Portrait of an artist who painted bombed Portsmouth
A series of paintings depicting Portsmouth during the blitz are at the heart of a new display at Portsmouth Museum.
Distinguished artist Edward King lived in the city during the Second World War and documented the aftermath of air raids in his paintings.
The display, Edward King: A Life in Art, brings together about 70 paintings, including the blitz series, as well as photographs, archival material and objects from the museum’s collections.
Many of the buildings recorded by King were demolished for safety reasons in the post-war redevelopment of the city.
The exhibition also features King’s paintings of houseboats at Milton Locks and the grounds at St James’s Hospital where he stayed from 1926 until his death in 1951.
Born in 1862, King trained at the Slade School of Art with Walter Sickert and was friends with many well-known artists including James McNeill Whistler and John Atkinson Grimshaw. He exhibited frequently at the Royal Academy and is said to have influenced the young Vincent Van Gogh who admired King’s ‘striking, powerful virile drawing’.

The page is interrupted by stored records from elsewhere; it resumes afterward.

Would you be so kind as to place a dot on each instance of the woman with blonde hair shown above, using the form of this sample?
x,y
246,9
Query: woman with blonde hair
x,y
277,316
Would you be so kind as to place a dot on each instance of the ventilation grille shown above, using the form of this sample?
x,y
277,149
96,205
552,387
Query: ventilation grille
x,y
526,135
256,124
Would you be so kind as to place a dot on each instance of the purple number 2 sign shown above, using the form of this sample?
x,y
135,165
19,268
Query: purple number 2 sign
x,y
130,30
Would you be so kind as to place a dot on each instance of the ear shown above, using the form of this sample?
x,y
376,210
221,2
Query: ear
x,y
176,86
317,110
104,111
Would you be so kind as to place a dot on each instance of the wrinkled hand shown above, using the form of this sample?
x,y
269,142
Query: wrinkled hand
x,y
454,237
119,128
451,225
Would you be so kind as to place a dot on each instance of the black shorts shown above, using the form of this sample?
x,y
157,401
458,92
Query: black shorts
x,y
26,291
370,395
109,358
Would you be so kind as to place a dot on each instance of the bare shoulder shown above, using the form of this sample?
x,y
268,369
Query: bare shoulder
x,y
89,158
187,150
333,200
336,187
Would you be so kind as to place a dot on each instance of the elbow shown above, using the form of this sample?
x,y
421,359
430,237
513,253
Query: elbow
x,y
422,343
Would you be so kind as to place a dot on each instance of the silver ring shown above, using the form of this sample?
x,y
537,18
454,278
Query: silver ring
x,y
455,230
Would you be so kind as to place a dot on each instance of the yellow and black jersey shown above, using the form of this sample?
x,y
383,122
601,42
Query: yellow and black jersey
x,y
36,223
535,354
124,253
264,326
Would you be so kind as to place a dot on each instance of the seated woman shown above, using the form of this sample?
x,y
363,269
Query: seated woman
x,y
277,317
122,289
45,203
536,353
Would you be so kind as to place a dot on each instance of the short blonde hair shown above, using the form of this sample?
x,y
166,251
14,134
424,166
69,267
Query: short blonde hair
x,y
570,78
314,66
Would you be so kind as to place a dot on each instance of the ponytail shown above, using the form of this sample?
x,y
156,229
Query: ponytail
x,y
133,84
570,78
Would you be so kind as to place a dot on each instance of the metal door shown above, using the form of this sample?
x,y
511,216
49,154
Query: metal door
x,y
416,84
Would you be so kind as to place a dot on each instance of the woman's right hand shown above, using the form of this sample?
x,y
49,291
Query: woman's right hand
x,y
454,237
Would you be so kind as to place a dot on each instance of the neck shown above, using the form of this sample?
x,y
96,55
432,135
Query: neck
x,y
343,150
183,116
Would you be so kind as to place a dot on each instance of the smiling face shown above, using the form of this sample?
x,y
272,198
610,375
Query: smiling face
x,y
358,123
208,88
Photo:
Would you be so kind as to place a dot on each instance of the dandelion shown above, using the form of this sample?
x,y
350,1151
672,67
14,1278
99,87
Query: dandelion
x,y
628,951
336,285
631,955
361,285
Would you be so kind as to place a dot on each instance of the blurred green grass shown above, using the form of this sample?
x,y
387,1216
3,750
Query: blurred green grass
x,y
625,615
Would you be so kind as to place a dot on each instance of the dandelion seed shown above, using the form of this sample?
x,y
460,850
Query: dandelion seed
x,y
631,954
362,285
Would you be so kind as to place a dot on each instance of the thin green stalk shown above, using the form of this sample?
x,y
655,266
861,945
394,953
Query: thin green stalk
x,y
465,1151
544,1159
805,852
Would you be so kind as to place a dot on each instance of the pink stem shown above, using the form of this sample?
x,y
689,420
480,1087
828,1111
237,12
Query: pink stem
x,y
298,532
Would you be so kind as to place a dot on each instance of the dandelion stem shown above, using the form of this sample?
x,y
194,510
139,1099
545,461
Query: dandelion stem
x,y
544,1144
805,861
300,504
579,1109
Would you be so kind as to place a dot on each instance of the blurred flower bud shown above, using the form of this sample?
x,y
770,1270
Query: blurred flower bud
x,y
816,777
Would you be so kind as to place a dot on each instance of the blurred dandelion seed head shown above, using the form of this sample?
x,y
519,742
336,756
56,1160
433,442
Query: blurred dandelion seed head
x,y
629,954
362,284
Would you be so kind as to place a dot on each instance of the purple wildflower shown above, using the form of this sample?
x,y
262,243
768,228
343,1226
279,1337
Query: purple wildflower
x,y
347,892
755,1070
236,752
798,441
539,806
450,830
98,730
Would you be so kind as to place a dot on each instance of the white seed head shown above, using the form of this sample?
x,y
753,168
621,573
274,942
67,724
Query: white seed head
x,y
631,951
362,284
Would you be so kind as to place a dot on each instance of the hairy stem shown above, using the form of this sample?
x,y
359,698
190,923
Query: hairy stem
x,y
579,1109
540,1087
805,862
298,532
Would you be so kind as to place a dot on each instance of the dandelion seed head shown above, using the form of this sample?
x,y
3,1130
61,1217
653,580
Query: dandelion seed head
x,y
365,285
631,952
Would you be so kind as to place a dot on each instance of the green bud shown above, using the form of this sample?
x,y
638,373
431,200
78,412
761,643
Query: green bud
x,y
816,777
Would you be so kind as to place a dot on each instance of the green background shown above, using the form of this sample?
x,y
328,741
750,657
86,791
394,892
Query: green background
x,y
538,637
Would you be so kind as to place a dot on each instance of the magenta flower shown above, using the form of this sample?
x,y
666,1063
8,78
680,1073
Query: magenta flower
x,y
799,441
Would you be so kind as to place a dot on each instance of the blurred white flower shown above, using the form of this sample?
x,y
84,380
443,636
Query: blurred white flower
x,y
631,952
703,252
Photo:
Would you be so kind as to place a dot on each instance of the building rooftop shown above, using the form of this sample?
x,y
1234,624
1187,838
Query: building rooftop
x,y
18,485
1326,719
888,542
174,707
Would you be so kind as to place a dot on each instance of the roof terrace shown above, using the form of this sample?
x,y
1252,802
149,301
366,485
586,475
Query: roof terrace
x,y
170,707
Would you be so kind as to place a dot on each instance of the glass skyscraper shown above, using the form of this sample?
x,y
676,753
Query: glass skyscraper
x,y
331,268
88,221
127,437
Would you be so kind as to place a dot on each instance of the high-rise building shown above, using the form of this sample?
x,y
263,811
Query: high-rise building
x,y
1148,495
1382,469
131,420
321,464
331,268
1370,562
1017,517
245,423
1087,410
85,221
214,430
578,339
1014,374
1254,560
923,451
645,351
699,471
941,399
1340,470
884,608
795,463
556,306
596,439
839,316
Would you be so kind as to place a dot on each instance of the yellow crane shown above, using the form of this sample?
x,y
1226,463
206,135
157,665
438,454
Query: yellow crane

King’s impressionistic style is evident in his blitz series and complements the forms and colour of the demolished brickwork.
As a young man King was a prolific artist whose illustrations appeared in Punch and the Illustrated London News.
In 1925, just as his work was gaining wider recognition, he suffered a breakdown after the death of his wife and became a patient at St James’s Hospital where he was encouraged to continue painting to help with his recovery.
Councillor Linda Symes, Portsmouth City Council’s culture cabinet member says: ‘This unique collection is a fascinating combination of fine art and local history.
‘King captured an important piece of Portsmouth’s history, the devastation caused by the blitz which ultimately shaped the city as we know it today.’
The collection will be on display until spring 2017 and the museum is open Tuesday to Sunday, 10am-5.30pm. Free admission.